As d_0  increases this damping of small scales increases and one might expect the number of TCs, which after all are only marginally resolved by the grid, to decrease,  But the opposite occurs — the number of TCs increases as the small scale damping increases in strength.  The intensity as measured by the fraction of TCs that become hurricanes stays about the same.  In fact it is hard to find anything in the simulation that is affected by this parameter other than the number of TCs that the model generates — and explicit measures of how noisy the model tropics is close to the grid scale. Our interpretation of this result is that it is the competition for a resource (the evaporation of water at the surface) that is the key — if you have too may little nascent disturbances trying to grab their share it becomes difficult for vortices of TC strength to form. We think that this dependence on the noise level is also responsible for the reduction in storm counts at large e_0.  (Other effects are dominant at small e_0.)

These dependencies are still under investigation.   But it should be clear that the kind of results displayed in Post #2 are not entirely “first principles” simulations of TC statistics, and the picture could change as we move to finer and finer resolution, especially to the point of resolving some of the deep plumes dominating moist convective turbulence in the tropics.  Are we justified in using this model as a tool to ask how hurricane statistics respond to warmer SSTs/increasing greenhouse gases?

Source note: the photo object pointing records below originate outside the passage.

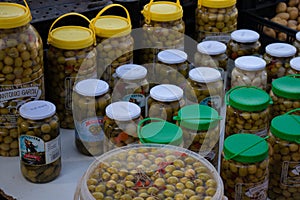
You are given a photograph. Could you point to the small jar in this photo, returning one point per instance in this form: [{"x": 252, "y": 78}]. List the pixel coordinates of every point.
[
  {"x": 39, "y": 141},
  {"x": 249, "y": 71},
  {"x": 201, "y": 130},
  {"x": 90, "y": 98},
  {"x": 247, "y": 111},
  {"x": 284, "y": 157},
  {"x": 215, "y": 20},
  {"x": 245, "y": 167},
  {"x": 285, "y": 94},
  {"x": 120, "y": 124},
  {"x": 164, "y": 102},
  {"x": 206, "y": 86}
]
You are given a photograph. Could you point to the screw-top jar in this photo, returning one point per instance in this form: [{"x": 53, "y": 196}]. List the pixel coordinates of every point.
[
  {"x": 21, "y": 70},
  {"x": 71, "y": 57},
  {"x": 284, "y": 157},
  {"x": 90, "y": 99},
  {"x": 164, "y": 102},
  {"x": 244, "y": 167},
  {"x": 249, "y": 71},
  {"x": 39, "y": 141},
  {"x": 285, "y": 94},
  {"x": 120, "y": 124},
  {"x": 247, "y": 111}
]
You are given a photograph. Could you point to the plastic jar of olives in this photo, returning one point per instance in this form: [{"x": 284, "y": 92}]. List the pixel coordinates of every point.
[
  {"x": 120, "y": 124},
  {"x": 164, "y": 102},
  {"x": 249, "y": 71},
  {"x": 114, "y": 42},
  {"x": 39, "y": 141},
  {"x": 248, "y": 111},
  {"x": 69, "y": 59},
  {"x": 216, "y": 19},
  {"x": 245, "y": 167},
  {"x": 285, "y": 94},
  {"x": 284, "y": 156},
  {"x": 21, "y": 70},
  {"x": 90, "y": 98}
]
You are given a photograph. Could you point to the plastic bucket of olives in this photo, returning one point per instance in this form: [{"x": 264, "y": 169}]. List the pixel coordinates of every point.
[{"x": 150, "y": 171}]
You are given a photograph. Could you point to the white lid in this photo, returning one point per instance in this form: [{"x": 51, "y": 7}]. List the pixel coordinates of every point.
[
  {"x": 211, "y": 47},
  {"x": 250, "y": 63},
  {"x": 166, "y": 93},
  {"x": 244, "y": 36},
  {"x": 205, "y": 75},
  {"x": 172, "y": 56},
  {"x": 37, "y": 110},
  {"x": 91, "y": 87},
  {"x": 123, "y": 111},
  {"x": 280, "y": 50},
  {"x": 295, "y": 63},
  {"x": 131, "y": 71}
]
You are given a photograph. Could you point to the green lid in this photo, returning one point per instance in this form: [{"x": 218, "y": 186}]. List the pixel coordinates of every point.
[
  {"x": 287, "y": 87},
  {"x": 198, "y": 117},
  {"x": 162, "y": 132},
  {"x": 249, "y": 98},
  {"x": 245, "y": 148}
]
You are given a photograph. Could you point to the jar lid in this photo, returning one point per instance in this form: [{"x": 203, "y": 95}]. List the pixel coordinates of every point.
[
  {"x": 250, "y": 63},
  {"x": 245, "y": 36},
  {"x": 281, "y": 50},
  {"x": 131, "y": 72},
  {"x": 286, "y": 127},
  {"x": 172, "y": 56},
  {"x": 91, "y": 87},
  {"x": 123, "y": 111},
  {"x": 161, "y": 133},
  {"x": 211, "y": 47},
  {"x": 205, "y": 75},
  {"x": 287, "y": 87},
  {"x": 246, "y": 148},
  {"x": 14, "y": 15},
  {"x": 248, "y": 98},
  {"x": 37, "y": 110},
  {"x": 166, "y": 93},
  {"x": 198, "y": 117},
  {"x": 71, "y": 37}
]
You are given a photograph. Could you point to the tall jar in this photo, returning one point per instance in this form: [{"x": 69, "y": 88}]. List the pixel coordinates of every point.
[
  {"x": 21, "y": 70},
  {"x": 284, "y": 157},
  {"x": 249, "y": 71},
  {"x": 215, "y": 20},
  {"x": 248, "y": 111},
  {"x": 120, "y": 124},
  {"x": 90, "y": 98},
  {"x": 114, "y": 42},
  {"x": 69, "y": 59},
  {"x": 245, "y": 167},
  {"x": 39, "y": 139},
  {"x": 285, "y": 93}
]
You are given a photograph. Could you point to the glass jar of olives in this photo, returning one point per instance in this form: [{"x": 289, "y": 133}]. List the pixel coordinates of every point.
[
  {"x": 216, "y": 19},
  {"x": 245, "y": 167},
  {"x": 247, "y": 111},
  {"x": 114, "y": 43},
  {"x": 21, "y": 70},
  {"x": 284, "y": 156},
  {"x": 120, "y": 124},
  {"x": 90, "y": 98},
  {"x": 249, "y": 71},
  {"x": 285, "y": 94},
  {"x": 164, "y": 102},
  {"x": 69, "y": 59},
  {"x": 39, "y": 139}
]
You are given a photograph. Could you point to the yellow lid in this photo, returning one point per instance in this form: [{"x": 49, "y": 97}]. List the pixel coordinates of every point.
[{"x": 14, "y": 15}]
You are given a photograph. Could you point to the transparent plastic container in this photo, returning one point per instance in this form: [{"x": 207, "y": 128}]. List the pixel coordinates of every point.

I put a lot of weight on results such as the seasonal cycle figure above. The simulations hold together remarkably well. Nothing has been done to try to tune these seasonal cycles.   I don’t know how to quantify my level of confidence based on the quality of the simulations, but I would argue that tropical cyclone projections with this class of model should  be taken seriously despite legitimate concerns about dependence on the treatment of sub-grid scale processes.

[The views expressed on this blog are in no sense official positions of the Geophysical Fluid Dynamics Laboratory, the National Oceanic and Atmospheric Administration, or the Department of Commerce.]

2 thoughts on “33. Can we trust simulations of TC statistics in global models?”

  1. Thank you for this insight in how TC simulations are done. I think one should always be aware that those models are not perfect, that many things in there are missing and the resolution is still very rough. But on the other hand we must decide now what to do about rising GHG levels and we don’t have the time to wait for the perfect model and a 100% certain answer. And at least we can see e.g. from the distribution of hurricane counts in the figures in your post, that the models are doing at least some things not too bad.
    So IMHO we should treat models as what they are: They are the best we have for future climate prediction and therefore we should use their results (with care) in our decisions (and I don’t see any reasonable alternative to that).

    1. I agree with your comments, although with regard to the sensitivity of tropical cyclones to warming, in addition to global models such as this we also have regional models and theoretical insights into the genesis and potential intensity of tropical cyclones to work with.